Improving EMR utilization includes supporting accurate and timely data capture at the point of care, strengthening data cleaning and data management processes, and reinforcing a culture of electronic data capture so providers increasingly prefer electronic entry over paper systems.
What kinds of data quality and data management activities are emphasized?
The NOFO emphasizes accurate and timely point-of-care data capture, stronger data cleaning and data management processes, and the creation of more robust analytical databases so EMR-derived information can be used consistently for monitoring and decision-making.
Why does the NOFO emphasize creating or adapting analytical data structures?
The announcement notes that current EMR data structures primarily support patient management (clinical care), which can make it harder to generate routine program indicators, trends, and performance summaries without additional processing. The NOFO emphasizes transforming data from a central repository into structures that are easier to analyze and better suited for program monitoring.
What kinds of monitoring and program use cases are mentioned?

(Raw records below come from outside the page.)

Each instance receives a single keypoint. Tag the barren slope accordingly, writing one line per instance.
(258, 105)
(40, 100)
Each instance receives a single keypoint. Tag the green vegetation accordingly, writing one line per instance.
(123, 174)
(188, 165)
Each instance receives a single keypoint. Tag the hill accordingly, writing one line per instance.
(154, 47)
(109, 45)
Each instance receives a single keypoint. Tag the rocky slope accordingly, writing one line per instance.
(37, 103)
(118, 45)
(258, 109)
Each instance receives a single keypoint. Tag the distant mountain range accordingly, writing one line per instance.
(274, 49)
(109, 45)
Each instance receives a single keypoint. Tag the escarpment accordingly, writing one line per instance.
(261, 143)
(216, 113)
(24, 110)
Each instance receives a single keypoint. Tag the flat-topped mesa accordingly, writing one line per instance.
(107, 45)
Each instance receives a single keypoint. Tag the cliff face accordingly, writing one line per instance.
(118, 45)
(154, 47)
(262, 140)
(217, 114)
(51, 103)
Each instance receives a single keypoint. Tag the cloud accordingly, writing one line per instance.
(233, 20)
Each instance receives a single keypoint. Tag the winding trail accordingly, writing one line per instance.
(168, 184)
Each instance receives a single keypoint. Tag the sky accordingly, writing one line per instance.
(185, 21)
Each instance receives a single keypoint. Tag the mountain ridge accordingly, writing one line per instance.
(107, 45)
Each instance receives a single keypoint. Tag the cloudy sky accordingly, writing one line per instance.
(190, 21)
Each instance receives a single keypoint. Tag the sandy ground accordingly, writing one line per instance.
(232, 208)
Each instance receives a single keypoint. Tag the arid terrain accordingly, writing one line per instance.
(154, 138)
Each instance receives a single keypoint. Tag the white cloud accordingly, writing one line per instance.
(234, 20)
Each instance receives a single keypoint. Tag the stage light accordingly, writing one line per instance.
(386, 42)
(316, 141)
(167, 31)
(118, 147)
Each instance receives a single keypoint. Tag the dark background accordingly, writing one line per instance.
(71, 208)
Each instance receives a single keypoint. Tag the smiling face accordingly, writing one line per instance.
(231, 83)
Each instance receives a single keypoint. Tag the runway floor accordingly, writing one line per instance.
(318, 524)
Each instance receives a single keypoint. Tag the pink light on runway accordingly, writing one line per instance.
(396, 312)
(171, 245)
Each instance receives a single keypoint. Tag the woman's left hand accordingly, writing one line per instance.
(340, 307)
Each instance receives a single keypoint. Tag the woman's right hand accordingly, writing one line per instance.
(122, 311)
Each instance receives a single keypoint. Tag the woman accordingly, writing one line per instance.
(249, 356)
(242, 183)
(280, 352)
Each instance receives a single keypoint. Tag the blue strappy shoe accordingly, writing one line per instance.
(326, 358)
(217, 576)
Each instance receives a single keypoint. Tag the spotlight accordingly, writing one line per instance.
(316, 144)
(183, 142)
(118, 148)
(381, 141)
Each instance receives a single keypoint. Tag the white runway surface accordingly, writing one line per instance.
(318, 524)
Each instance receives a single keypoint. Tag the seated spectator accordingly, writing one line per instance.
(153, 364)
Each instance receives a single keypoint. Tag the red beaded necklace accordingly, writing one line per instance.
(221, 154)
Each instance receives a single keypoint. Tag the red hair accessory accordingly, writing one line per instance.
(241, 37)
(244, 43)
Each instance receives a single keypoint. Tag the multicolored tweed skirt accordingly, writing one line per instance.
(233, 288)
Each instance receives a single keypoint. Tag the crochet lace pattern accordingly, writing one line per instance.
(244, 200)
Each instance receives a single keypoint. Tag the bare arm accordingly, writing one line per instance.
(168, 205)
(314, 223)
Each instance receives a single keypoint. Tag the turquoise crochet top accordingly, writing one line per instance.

The NOFO discusses using EMR-derived data to support monitoring needs such as tracking service coverage, retention, outcomes, and other program performance measures relevant to HIV and TB services, including routine indicators, trends, and performance summaries.
What does the NOFO say about dashboards and analytics products?
The recipient is expected to develop dashboards and analytics products and enable timely reporting so data are accessible, understandable, and actionable for stakeholders, including the Ministry of Health, CDC, and others.
Who are the intended users of the improved data products?
The NOFO highlights use at national, district, and facility levels, with an emphasis on making information useful where care happens so facilities can see and act on their own performance data.
What is meant by "facility-linked analytics" in this context?
Facility-linked analytics refers to dashboards and analyses connected to specific facilities so local health workers and managers can view their own performance, identify gaps (for example, documentation issues or missed visits), and respond quickly rather than relying only on national-level reporting.
How does the NOFO connect EMR utilization and data quality?
The opportunity describes a reinforcing cycle: higher EMR utilization can lead to more complete and timely data, and better feedback through dashboards and reporting can encourage continued adoption because staff can see the value of the data they enter.
What is the anticipated number of awards?
The opportunity anticipated a single award (Expected Awards: 1).
Who is eligible to apply?
Eligibility is listed as unrestricted, meaning any type of entity may apply as long as it meets the requirements described in the full announcement.
How much funding is available?
The notice states an approximate total fiscal year funding amount of $3,000,000 for Year 1, subject to the availability of funds.
Is there an award ceiling (maximum per-award cap) listed?
The posting lists an Award Ceiling for Year 1 as $0 (none). This typically indicates that no per-award cap is being set in the posting, even though an estimated total Year 1 funding amount is provided.
When was the original application due date?
The original application closing date was February 28, 2022, with electronic submissions due by 11:59 pm ET on the due date.
What health program areas does this opportunity focus on?
The opportunity focuses on HIV and TB services and the monitoring and management needs associated with those programs, within the context of PEPFAR support.
What is the practical outcome CDC and partners appear to want from this work?
The intended outcome is routine, timely, evidence-driven decision-making based on EMR-derived information rather than delayed summaries or paper-based tallies, leading to improved monitoring and management of HIV and TB services across the health system.